E3SAT will implement an innovative data collection, integration, and analyses software interface that will supplement the standard data available from current sources with information retrieved from public sources on local and regional environmental patterns and with epidemiology information. The tool takes a knowledge-based approach to the fusion of disparate information sources, structured, and unstructured. Researchers will be able to seamlessly interact with the integrated analysis cube, without jeopardizing existing analysis workflows and without adding undue work burdens. It will allow for a time phased longitudinal view of individual records as well as latitudinal views across multiple soldiers. Users can drill down into data supporting a discovered hypothesis, epidemiology, or pattern; in addition, users can also drill up to view similar symptoms or environmental exposure clusters. The E3SAT technology’s point and click interface will allows researchers to select a keyword, phrase, anomaly, or finding and traverse to related parts of knowledge bases and data records. E3SAT will provide real-time Point of Care information, allowing clinicians to scan for issues in specific areas and to link patient signs and symptoms to similar clusters. In addition, E3SAT will accept inputs and annotations from Subject Matter Experts (SME) and will log hypotheses from these SMEs for validation.
The E3SAT toolkit will also act as a diagnostic decision aid, red flagging anomalies and patterns that help identify the onset or origin of disease outbreaks or that indicate precipitating factors for health status changes. As part of the E3SAT initiative, KBSI will be designing, testing, and validating techniques and templates that analysts can customize and apply for environmental, epidemiological, and etiological analysis. Theses analysis techniques and algorithms will support pattern and anomaly discovery, correlation analysis, hypothesis testing, multi-variate analysis, odds ratio analysis, and association and temporal pattern discovery.

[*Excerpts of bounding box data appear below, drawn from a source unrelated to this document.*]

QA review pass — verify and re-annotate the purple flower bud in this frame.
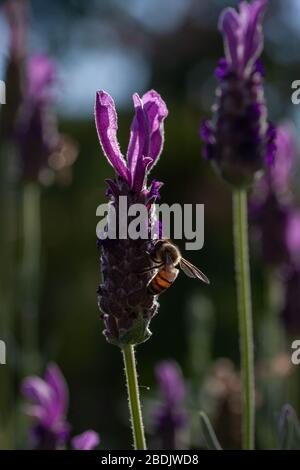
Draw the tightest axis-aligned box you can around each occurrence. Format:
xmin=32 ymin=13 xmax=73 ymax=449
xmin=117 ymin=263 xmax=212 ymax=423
xmin=250 ymin=124 xmax=300 ymax=267
xmin=72 ymin=431 xmax=100 ymax=450
xmin=269 ymin=123 xmax=297 ymax=198
xmin=17 ymin=55 xmax=62 ymax=181
xmin=22 ymin=364 xmax=100 ymax=450
xmin=22 ymin=364 xmax=70 ymax=450
xmin=201 ymin=0 xmax=275 ymax=187
xmin=0 ymin=0 xmax=28 ymax=139
xmin=281 ymin=265 xmax=300 ymax=335
xmin=95 ymin=90 xmax=168 ymax=346
xmin=154 ymin=361 xmax=186 ymax=450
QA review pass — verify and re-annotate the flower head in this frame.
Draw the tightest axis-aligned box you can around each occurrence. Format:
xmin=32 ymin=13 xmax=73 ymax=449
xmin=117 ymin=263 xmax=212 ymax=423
xmin=95 ymin=90 xmax=168 ymax=193
xmin=95 ymin=90 xmax=168 ymax=346
xmin=154 ymin=361 xmax=186 ymax=450
xmin=219 ymin=0 xmax=267 ymax=77
xmin=22 ymin=363 xmax=99 ymax=450
xmin=201 ymin=0 xmax=275 ymax=187
xmin=22 ymin=364 xmax=70 ymax=449
xmin=250 ymin=124 xmax=300 ymax=267
xmin=16 ymin=54 xmax=77 ymax=181
xmin=72 ymin=431 xmax=100 ymax=450
xmin=0 ymin=0 xmax=28 ymax=139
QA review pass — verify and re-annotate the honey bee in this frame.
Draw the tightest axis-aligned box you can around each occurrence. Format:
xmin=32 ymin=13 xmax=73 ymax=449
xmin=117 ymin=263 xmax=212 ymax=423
xmin=143 ymin=239 xmax=209 ymax=295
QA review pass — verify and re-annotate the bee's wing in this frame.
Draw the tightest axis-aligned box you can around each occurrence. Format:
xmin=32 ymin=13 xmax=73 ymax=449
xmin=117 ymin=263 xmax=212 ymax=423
xmin=179 ymin=258 xmax=209 ymax=284
xmin=137 ymin=263 xmax=165 ymax=274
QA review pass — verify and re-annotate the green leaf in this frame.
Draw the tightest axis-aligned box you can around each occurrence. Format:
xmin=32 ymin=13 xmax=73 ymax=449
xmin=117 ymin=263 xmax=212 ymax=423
xmin=278 ymin=405 xmax=300 ymax=450
xmin=199 ymin=411 xmax=223 ymax=450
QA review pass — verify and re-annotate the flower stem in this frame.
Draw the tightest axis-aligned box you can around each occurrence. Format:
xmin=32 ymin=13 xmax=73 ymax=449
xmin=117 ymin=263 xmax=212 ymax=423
xmin=233 ymin=190 xmax=255 ymax=450
xmin=22 ymin=183 xmax=41 ymax=375
xmin=123 ymin=345 xmax=146 ymax=450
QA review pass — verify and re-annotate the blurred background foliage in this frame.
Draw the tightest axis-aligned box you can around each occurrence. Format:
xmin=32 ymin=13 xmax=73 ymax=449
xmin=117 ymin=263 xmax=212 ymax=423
xmin=0 ymin=0 xmax=300 ymax=449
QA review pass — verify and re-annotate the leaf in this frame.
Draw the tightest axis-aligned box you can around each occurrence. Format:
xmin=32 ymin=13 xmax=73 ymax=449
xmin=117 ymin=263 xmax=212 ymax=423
xmin=199 ymin=411 xmax=223 ymax=450
xmin=278 ymin=405 xmax=300 ymax=450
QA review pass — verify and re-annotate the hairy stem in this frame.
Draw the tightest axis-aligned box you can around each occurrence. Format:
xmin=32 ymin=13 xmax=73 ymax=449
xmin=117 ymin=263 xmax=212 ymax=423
xmin=22 ymin=183 xmax=41 ymax=375
xmin=233 ymin=190 xmax=255 ymax=450
xmin=123 ymin=345 xmax=146 ymax=450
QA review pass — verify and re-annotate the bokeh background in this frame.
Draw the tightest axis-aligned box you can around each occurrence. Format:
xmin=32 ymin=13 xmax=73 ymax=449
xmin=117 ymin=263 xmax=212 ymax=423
xmin=0 ymin=0 xmax=300 ymax=449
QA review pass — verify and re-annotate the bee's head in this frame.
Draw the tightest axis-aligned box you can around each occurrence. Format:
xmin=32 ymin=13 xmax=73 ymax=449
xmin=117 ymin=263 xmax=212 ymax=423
xmin=162 ymin=242 xmax=180 ymax=265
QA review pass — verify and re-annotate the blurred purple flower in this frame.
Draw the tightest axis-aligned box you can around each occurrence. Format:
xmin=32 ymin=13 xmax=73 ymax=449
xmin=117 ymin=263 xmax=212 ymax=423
xmin=22 ymin=363 xmax=99 ymax=450
xmin=219 ymin=0 xmax=267 ymax=76
xmin=269 ymin=123 xmax=297 ymax=197
xmin=17 ymin=55 xmax=61 ymax=181
xmin=281 ymin=264 xmax=300 ymax=336
xmin=250 ymin=124 xmax=300 ymax=267
xmin=0 ymin=0 xmax=28 ymax=140
xmin=72 ymin=431 xmax=100 ymax=450
xmin=26 ymin=54 xmax=57 ymax=104
xmin=22 ymin=364 xmax=70 ymax=450
xmin=200 ymin=0 xmax=275 ymax=187
xmin=95 ymin=90 xmax=168 ymax=346
xmin=286 ymin=210 xmax=300 ymax=266
xmin=154 ymin=361 xmax=186 ymax=450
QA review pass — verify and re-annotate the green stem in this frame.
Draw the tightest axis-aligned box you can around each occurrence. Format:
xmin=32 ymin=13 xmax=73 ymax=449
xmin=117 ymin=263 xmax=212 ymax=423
xmin=233 ymin=190 xmax=255 ymax=450
xmin=123 ymin=345 xmax=146 ymax=450
xmin=22 ymin=183 xmax=41 ymax=375
xmin=0 ymin=139 xmax=17 ymax=449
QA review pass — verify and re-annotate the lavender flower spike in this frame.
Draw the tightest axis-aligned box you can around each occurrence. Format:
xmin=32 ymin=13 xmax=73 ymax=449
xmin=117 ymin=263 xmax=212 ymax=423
xmin=22 ymin=364 xmax=70 ymax=450
xmin=201 ymin=0 xmax=275 ymax=188
xmin=154 ymin=361 xmax=186 ymax=450
xmin=95 ymin=90 xmax=168 ymax=347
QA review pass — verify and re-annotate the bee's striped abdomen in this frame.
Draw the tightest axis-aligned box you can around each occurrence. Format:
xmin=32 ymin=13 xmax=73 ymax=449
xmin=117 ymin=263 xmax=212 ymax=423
xmin=148 ymin=269 xmax=174 ymax=295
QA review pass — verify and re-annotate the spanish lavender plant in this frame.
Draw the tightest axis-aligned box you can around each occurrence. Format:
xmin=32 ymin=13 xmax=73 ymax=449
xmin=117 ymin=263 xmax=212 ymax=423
xmin=250 ymin=124 xmax=300 ymax=269
xmin=201 ymin=0 xmax=275 ymax=188
xmin=250 ymin=123 xmax=300 ymax=333
xmin=154 ymin=361 xmax=187 ymax=450
xmin=95 ymin=86 xmax=168 ymax=449
xmin=22 ymin=364 xmax=100 ymax=450
xmin=201 ymin=0 xmax=275 ymax=450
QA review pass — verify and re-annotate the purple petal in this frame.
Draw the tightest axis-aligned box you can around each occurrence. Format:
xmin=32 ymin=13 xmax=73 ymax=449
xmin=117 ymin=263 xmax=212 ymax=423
xmin=219 ymin=0 xmax=267 ymax=74
xmin=72 ymin=431 xmax=100 ymax=450
xmin=22 ymin=377 xmax=51 ymax=406
xmin=127 ymin=90 xmax=168 ymax=191
xmin=142 ymin=90 xmax=168 ymax=170
xmin=95 ymin=91 xmax=131 ymax=185
xmin=45 ymin=364 xmax=69 ymax=420
xmin=127 ymin=93 xmax=150 ymax=191
xmin=27 ymin=55 xmax=57 ymax=102
xmin=240 ymin=0 xmax=267 ymax=68
xmin=155 ymin=361 xmax=185 ymax=406
xmin=271 ymin=124 xmax=297 ymax=193
xmin=286 ymin=211 xmax=300 ymax=262
xmin=219 ymin=8 xmax=239 ymax=68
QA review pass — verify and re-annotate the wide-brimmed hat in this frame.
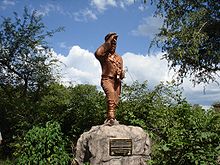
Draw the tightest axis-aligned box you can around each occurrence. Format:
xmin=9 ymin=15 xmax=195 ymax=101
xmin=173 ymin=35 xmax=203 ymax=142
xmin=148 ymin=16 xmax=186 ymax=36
xmin=105 ymin=32 xmax=118 ymax=41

E3SAT will provide researchers and medical practitioners with a comprehensive means for collecting, analyzing, and annotating environmental, epidemiological, and etiological data concerning soldier health. This capability benefits both the retrospective analysis of historical events (e.g., Gulf War syndrome) and a real-time analysis of current data for the detection of health anomalies and the potential outbreak of epidemics. The E3SAT technology will contribute significantly to the nation’s environmental and epidemiological surveillance and analysis.
Phase II Developments
The E3SAT Phase II initiative is building off of the Phase I successes and focusing on technology transition. As part of this work, KBSI is extending the data handling and data analysis capabilities, including developing the distributed data access and computational features, and extending the data mining algorithms and analysis capabilities. KBSI will also integrate distributed data processing and data mining capabilities such as Globus, Hadoop, Weka4WS into E3SAT.
At the close of Phase II, KBSI will deploy a version of E3SAT that provides the data analysis infrastructure, models and templates to facilitate environmental, epidemiological and etiological analysis. This version will support homeland security, DoD, DHHS, AABB, epidemiologists, and other public health officials in accessing and mining disparate data sources for their analyses. The version will also provide analytical support to the international donor biovigilance community portal (IDBP), enabling blood transfusion specialists (www.isbt-web.org) to communicate, collaborate, discuss issues, analyze reactions, and identify interventions that will help improve donor safety.